PACELC: the more honest theorem
Daniel Abadi proposed PACELC in 2010 as a refinement: if there is a Partition, choose between Availability and Consistency; Else (no partition), choose between Latency and Consistency.
This matters because consensus algorithms trade latency for consistency even when the network is fine. Every write has to go through a quorum; that's at least one round-trip to f+1 or 2f+1 peers. If you want single-digit-millisecond tail latencies and you have cross-region replicas, consensus will cost you. The "no partition" choice is not free.
PACELC is less famous than CAP but more useful for reasoning about real systems. When someone asks "should we use Raft?" the honest answer often starts with "how much latency are you willing to pay per write?"
What these results actually rule out, and what they don't
FLP and CAP together forbid:
- A deterministic protocol that, under fully asynchronous networks with at least one possible crash, always terminates.
- A system that, during a partition, keeps all nodes responsive and strictly consistent.
They do not forbid:
- A deterministic protocol that is always safe and terminates under partial synchrony. (Paxos, Raft, PBFT, HotStuff.)
- A system that is consistent when the network is healthy and unavailable only during partitions. (etcd, Consul, ZooKeeper.)
- A system that is always available and converges after partitions heal. (Cassandra, DynamoDB in default modes.)
- A randomized protocol that terminates with probability 1 under asynchrony. (Ben-Or family.)
So the results are not obstacles to building systems; they are shape constraints on the systems you can build.

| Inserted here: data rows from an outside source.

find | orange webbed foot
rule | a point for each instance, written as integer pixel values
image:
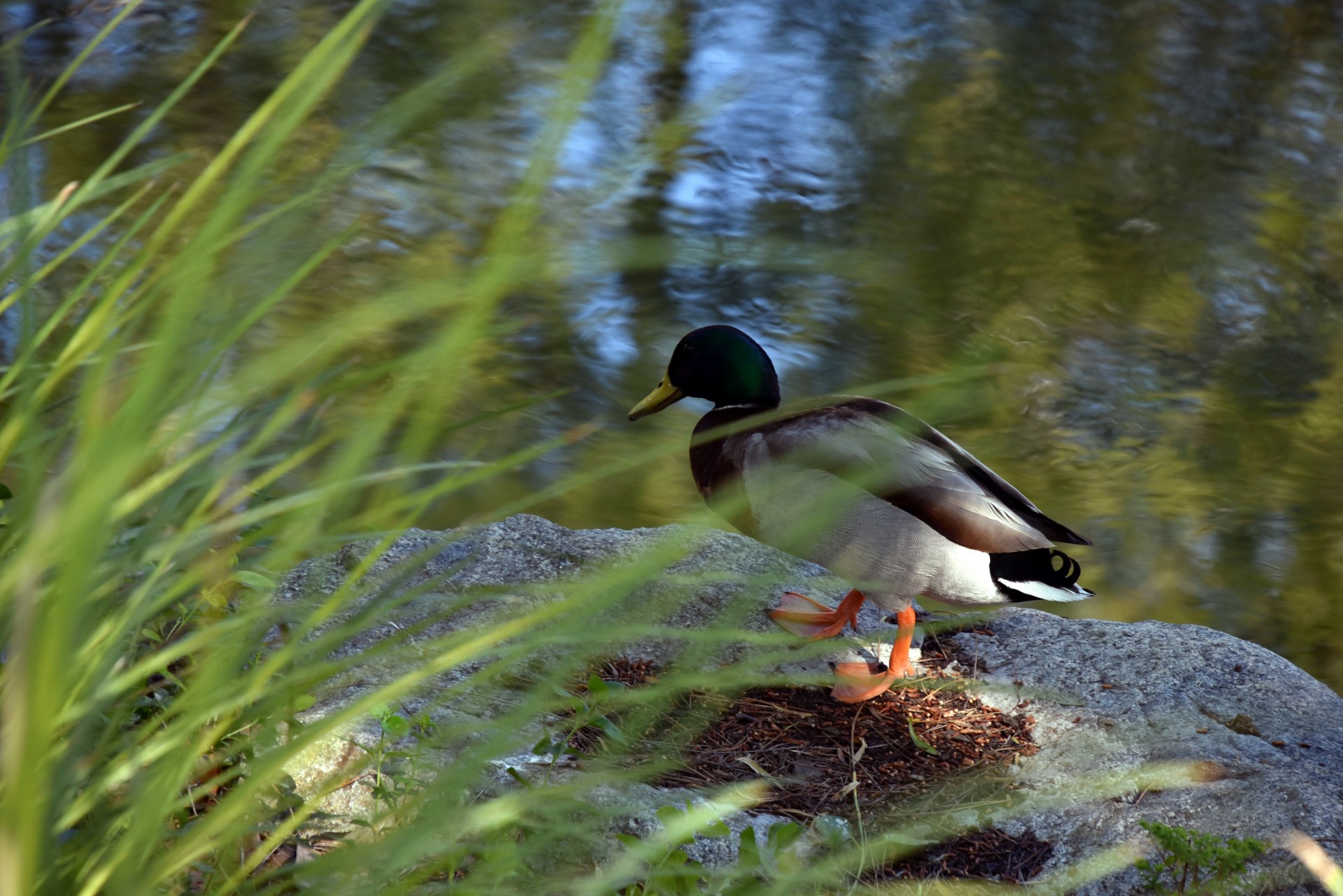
(809, 618)
(858, 681)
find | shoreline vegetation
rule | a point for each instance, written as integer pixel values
(167, 458)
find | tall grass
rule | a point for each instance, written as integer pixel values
(169, 460)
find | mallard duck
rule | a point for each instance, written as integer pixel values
(862, 488)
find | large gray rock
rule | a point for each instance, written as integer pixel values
(1251, 744)
(1121, 696)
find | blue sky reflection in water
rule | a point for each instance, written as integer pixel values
(1096, 243)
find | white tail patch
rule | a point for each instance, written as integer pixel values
(1048, 591)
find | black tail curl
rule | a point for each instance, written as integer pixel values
(1035, 566)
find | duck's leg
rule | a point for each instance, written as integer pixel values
(811, 620)
(858, 681)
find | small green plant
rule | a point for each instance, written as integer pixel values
(1191, 862)
(395, 771)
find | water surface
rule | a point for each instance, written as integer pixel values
(1097, 243)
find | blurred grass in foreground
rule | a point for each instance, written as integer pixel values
(152, 467)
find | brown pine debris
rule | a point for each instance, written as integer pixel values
(990, 853)
(829, 758)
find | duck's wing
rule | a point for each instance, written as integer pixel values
(902, 460)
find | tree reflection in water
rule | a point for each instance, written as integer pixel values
(1104, 241)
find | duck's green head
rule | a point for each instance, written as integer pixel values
(719, 363)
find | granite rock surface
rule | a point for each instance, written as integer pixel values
(1135, 722)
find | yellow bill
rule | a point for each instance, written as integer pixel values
(664, 395)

Every algorithm in this book hugs one of the escape hatches.
The practical escape hatches, summarized
Here's a compact table you can carry:
| Escape hatch | What it gets you | What it costs |
|---|---|---|
| Partial synchrony | Deterministic liveness when network is "normal." | Liveness pauses during bad periods (leader elections, retries). |
| Randomization | Probabilistic liveness without timing assumptions. | Extra message complexity; harder to reason about; rarely used alone in production. |
| Weaker consistency | Always available, high throughput. | You have to handle conflicts in application code. |
| Unanimous quorum | Simplicity. | Can't make progress if any node is down. |
| Hierarchical designs | Limits the scope of consensus. | More moving parts; harder to operate. |
| Clock synchronization (Spanner) | Faster reads, external consistency. | Requires tightly engineered clock infrastructure (TrueTime). |
The rest of this book is a study of how each algorithm chooses among these.
A philosophical aside
FLP and CAP are often taught like ghost stories — "the distributed systems gods forbid certain things." That framing makes them seem bigger than they are. Both are simply statements about model-level tradeoffs under adversarial conditions. They are useful precisely because they tell you which corners of the design space are empty, so you don't waste time looking there.
The analog in classical physics would be conservation of energy. Nobody rants about conservation of energy on Twitter; they just use it to rule out perpetual motion machines and move on. FLP and CAP deserve the same treatment. They rule out a few specific kinds of perpetual motion — and then they get out of your way.
With the impossibility landscape mapped, we can turn to the next piece of the puzzle: the kinds of failures you actually need your algorithm to tolerate.